This evening the seven churches in our area FIEC cluster gathered for the first time since our large 17 Church region decided meeting in smaller groups would help establish more meaningful fellowship.
We are Widcombe, Combe Down, Clink, Atworth, Dilton Marsh, and West Lavington, and of course ourselves.
The meeting was significantly better attended than the larger group meetings in the past which surely was a sign that we were on the right track. The impression I got was that people were over-all encouraged by the evening. From my point of view it was great to see so many out from North Bradley, but also to hear what the Lord and His people are up to in these other places. I enjoyed listening to that happy hubub of people taking together afterwards.
The objective was to build a common sense of mutual identity by sharing about our unique situations, some small, some big, some rural, some more urban, some with pastors, others without. We needed to work out what we have in common, and how we can help each-other. So we talked, prayed, and considered God’s word together – oh, and ate some cake.
I was charged with bringing something to the meeting from God’s word, but through some confusion along the line somewhere I was expecting a half hour or so, whereas others were looking for perhaps a ten minute devotion – the outcome was a little less than satisfactory all around, but we made do, and mended.
My aim was to convey that from a summary of the first three chapters of Revelations, that Jesus weighs us by character, discipline, and doctrine, not size or location.
He challenges us to confront staleness, defeatism, controversialism, indiscipline, superficiality, short-sightedness, and complacency where ever they rear their ugly heads.

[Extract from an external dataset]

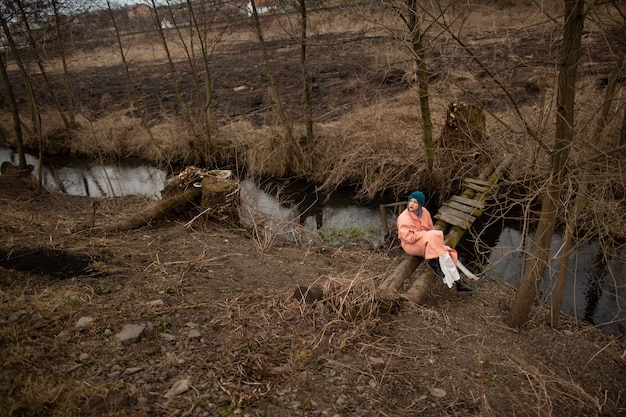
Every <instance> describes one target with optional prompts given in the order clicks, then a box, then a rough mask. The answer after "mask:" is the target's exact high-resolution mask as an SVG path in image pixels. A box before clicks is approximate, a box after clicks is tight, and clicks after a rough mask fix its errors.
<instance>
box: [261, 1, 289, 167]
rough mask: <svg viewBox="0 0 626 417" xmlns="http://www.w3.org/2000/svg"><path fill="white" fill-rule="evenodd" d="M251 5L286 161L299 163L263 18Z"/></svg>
mask: <svg viewBox="0 0 626 417" xmlns="http://www.w3.org/2000/svg"><path fill="white" fill-rule="evenodd" d="M250 6H251V9H252V18H253V22H254V31H255V33H256V36H257V38H258V40H259V45H260V46H261V52H262V53H263V62H264V63H265V68H266V70H267V75H268V77H269V79H270V87H271V90H272V96H273V99H274V104H275V105H276V111H277V113H278V117H279V118H280V121H281V124H282V127H283V131H284V135H285V141H286V142H287V150H288V155H286V161H288V162H290V163H291V164H297V154H296V148H297V143H296V141H295V140H294V136H293V131H292V128H291V123H290V122H289V119H288V118H287V113H286V112H285V109H284V108H283V103H282V99H281V96H280V92H279V90H278V82H277V81H276V75H275V74H274V68H273V67H272V62H271V60H270V56H269V52H268V50H267V45H266V43H265V38H264V37H263V31H262V29H261V20H260V19H259V12H258V10H257V7H256V5H255V4H254V0H250ZM289 168H290V169H292V167H289Z"/></svg>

He challenges us all to meet our difficulties with hard work, self-sacrifice, willingness to fight sometimes, real Christian love, and openness to those we seek to reach, and to be opportunist, persistent, and urgent in God’s work.
The leaders will be meeting again in June to advance some of the proposals people made as how to take this forward.
The kind of FIEC meeting I’ve been dreaming of for years – churches well represented, rousing praise, thought-provoking teaching, helpful reports, heart-felt prayer, lots of ideas generated for future gospel fellowship and outreach all covered in a general desire for this new initiative to work; it was a pity it had to end.